Une programmation séduisante
Les cinq salles du cinéma des Fauvettes affiche d’ores et déjà une programmation alléchante, avec cinq films du puissant réalisateur hongkongais Won Kar-Wai. Les Parisiens qui ne connaissent pas encore ce cinéaste, souvent boudé par les grands festivals, ont une belle chance de découvrir son œuvre expérimentale, poétique, à l’ivresse mélancolique. Si le très accessible In the Mood for Love l’a largement fait connaître au public français, la plupart de ses œuvres les plus originales restent encore inconnues du grand public : Chungking Express, Happy Together, Nos années sauvages, Les anges déchus et Les cendres du temps – Redux.
Au lendemain du 21 octobre 2015, il était presque inévitable que ce nouveau lieu du 7e art nous offre également à (re)voir l’incontournable trilogie de Retour vers le futur.

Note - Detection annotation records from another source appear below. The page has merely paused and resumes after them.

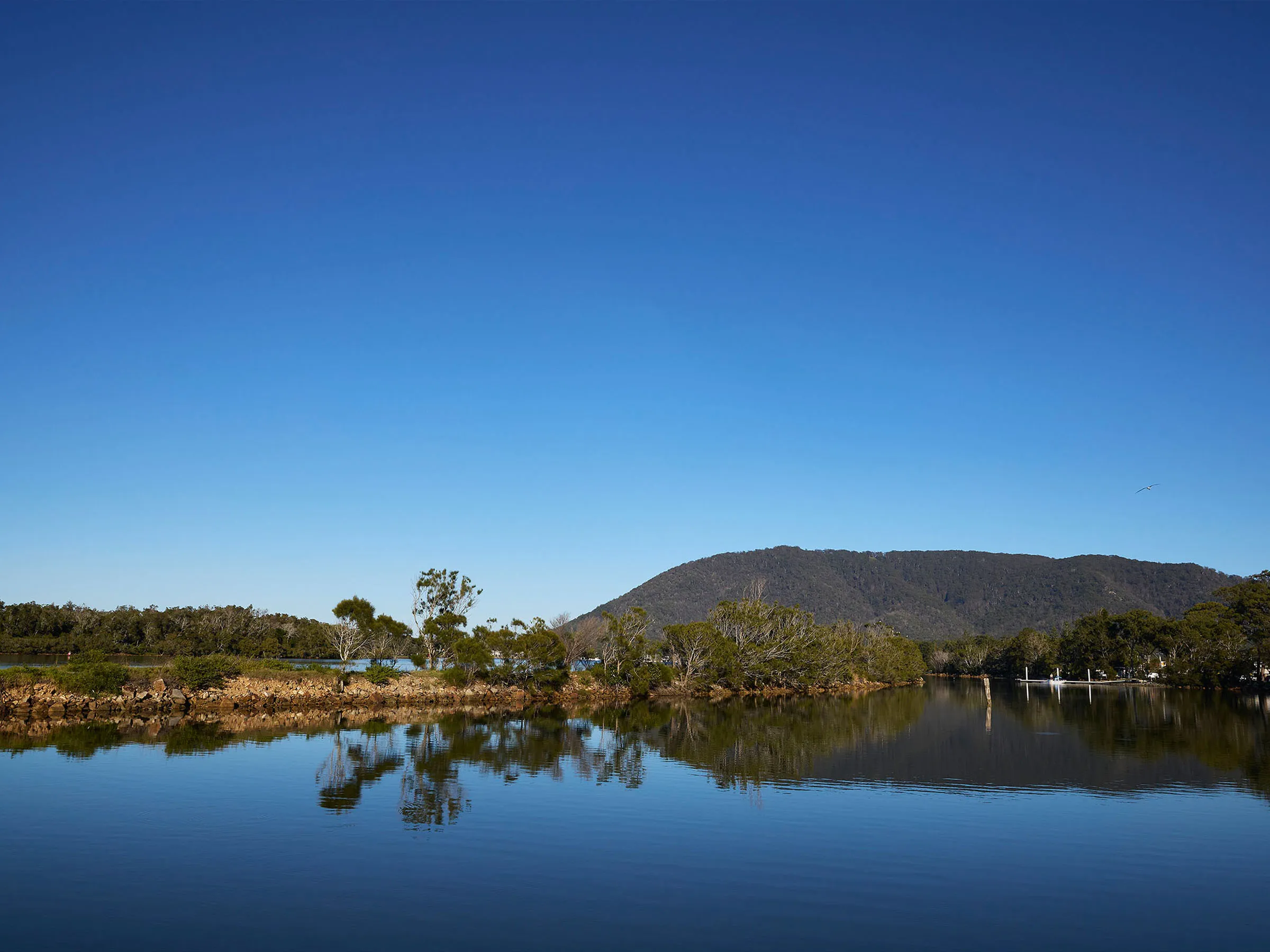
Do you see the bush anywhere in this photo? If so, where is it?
[242,657,297,672]
[441,667,473,688]
[362,661,401,685]
[46,653,128,697]
[0,664,48,688]
[171,655,242,691]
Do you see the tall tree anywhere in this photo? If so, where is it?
[331,596,410,665]
[410,569,482,669]
[1213,569,1270,683]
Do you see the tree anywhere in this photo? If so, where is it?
[1213,569,1270,682]
[325,618,366,667]
[410,569,482,667]
[710,583,817,686]
[550,615,604,672]
[1165,602,1252,688]
[661,622,720,691]
[331,596,410,666]
[598,608,648,684]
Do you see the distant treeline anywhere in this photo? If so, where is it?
[922,571,1270,688]
[0,602,334,657]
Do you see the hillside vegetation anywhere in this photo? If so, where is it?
[589,546,1238,640]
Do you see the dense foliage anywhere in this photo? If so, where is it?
[415,573,924,695]
[0,602,334,657]
[592,546,1238,641]
[922,571,1270,688]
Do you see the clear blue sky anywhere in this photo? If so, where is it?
[0,4,1270,627]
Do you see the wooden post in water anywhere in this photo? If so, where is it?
[983,674,992,734]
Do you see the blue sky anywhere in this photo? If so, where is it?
[0,4,1270,627]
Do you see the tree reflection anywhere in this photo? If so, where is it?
[318,721,405,813]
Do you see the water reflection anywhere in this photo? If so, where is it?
[0,680,1270,828]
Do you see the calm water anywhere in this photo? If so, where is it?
[0,682,1270,949]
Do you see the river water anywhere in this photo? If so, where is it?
[0,680,1270,949]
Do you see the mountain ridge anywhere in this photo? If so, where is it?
[583,546,1239,640]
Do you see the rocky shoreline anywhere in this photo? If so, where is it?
[0,673,892,720]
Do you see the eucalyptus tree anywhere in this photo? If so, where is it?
[410,569,482,669]
[328,596,410,666]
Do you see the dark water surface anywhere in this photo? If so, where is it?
[0,682,1270,949]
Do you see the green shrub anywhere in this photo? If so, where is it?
[0,664,48,688]
[46,653,128,697]
[242,657,297,672]
[362,661,401,685]
[171,655,242,691]
[441,667,473,688]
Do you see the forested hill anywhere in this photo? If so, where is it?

Les Fauvettes annoncent par ailleurs une rétrospective Belmondo, avec dix films programmés, ainsi que la projection d’œuvres diverses telles que Casino, film de Martin Scorsese, récemment mis à l’honneur à Lyon, avec Robert De Niro et Sharon Stone, ou encore Le conformiste de Bernardo Bertolucci (1970) et Blade Runner de Ridley Scott (1982).
Des rencontres exceptionnelles
Les trois premières rencontres auront lieu dès la semaine prochaine.
- Mardi 10 novembre à 20h – Projection du Corniaud en présence de Danièle Thompson.
Si la fille et active collaboratrice de Gérard Oury n’a pas participé au scénario du Corniaud (1965), puisqu’elle n’a commencé à aider son père que l’année suivante, lors du tournage de La Grande Vadrouille, elle reste néanmoins un témoin privilégié de la conception de ce film.
- Mercredi 11 novembre à 16h – Rencontre avec Wim Wenders.
Palme d’or à Cannes pour Paris, Texas en 1984, honoré par un Ours d’honneur au dernier festival de Berlin, le réalisateur allemand présentera son film Jusqu’au bout du monde (1991), qu’il décrit ainsi : « Jusqu’au bout du monde est un film d’amour aventureux futuriste sous forme d’enquête sur les routes du monde, ou inversement. » La projection s’ensuivra évidemment.
- Jeudi 12 novembre à 20h – Rencontre avec l’Américain John Landis.
Le réalisateur de The Blues Brothers (1980) présentera son fameux film, avant sa projection.
Une nouveauté spectaculaire, à un bémol près
Ce que propose le cinéma des Fauvettes est une nouveauté spectaculaire, dans tous les sens du terme : la restauration demandée pour chaque film exige un travail minutieux de plusieurs mois. C’est tout un patrimoine qui est non seulement remis à l’honneur, mais proposé au public, comme le montre la vidéo pédagogique ci-dessus (on passera sur la voix off un peu niaise).
L’annonce est belle, le lieu attrayant, l’offre intéressante… reste le coût des places. Parce que le cinéma demeure un Gaumont Pathé, les places sont au même tarif que les autres salles de la chaîne. Dès lors qu’une personnalité n’est pas prévue au programme, les jeunes cinéphiles préfèreront probablement la cinémathèque. Il ne restera alors que les plus âgés qui, avec un peu de moyens, en profiteront allègrement.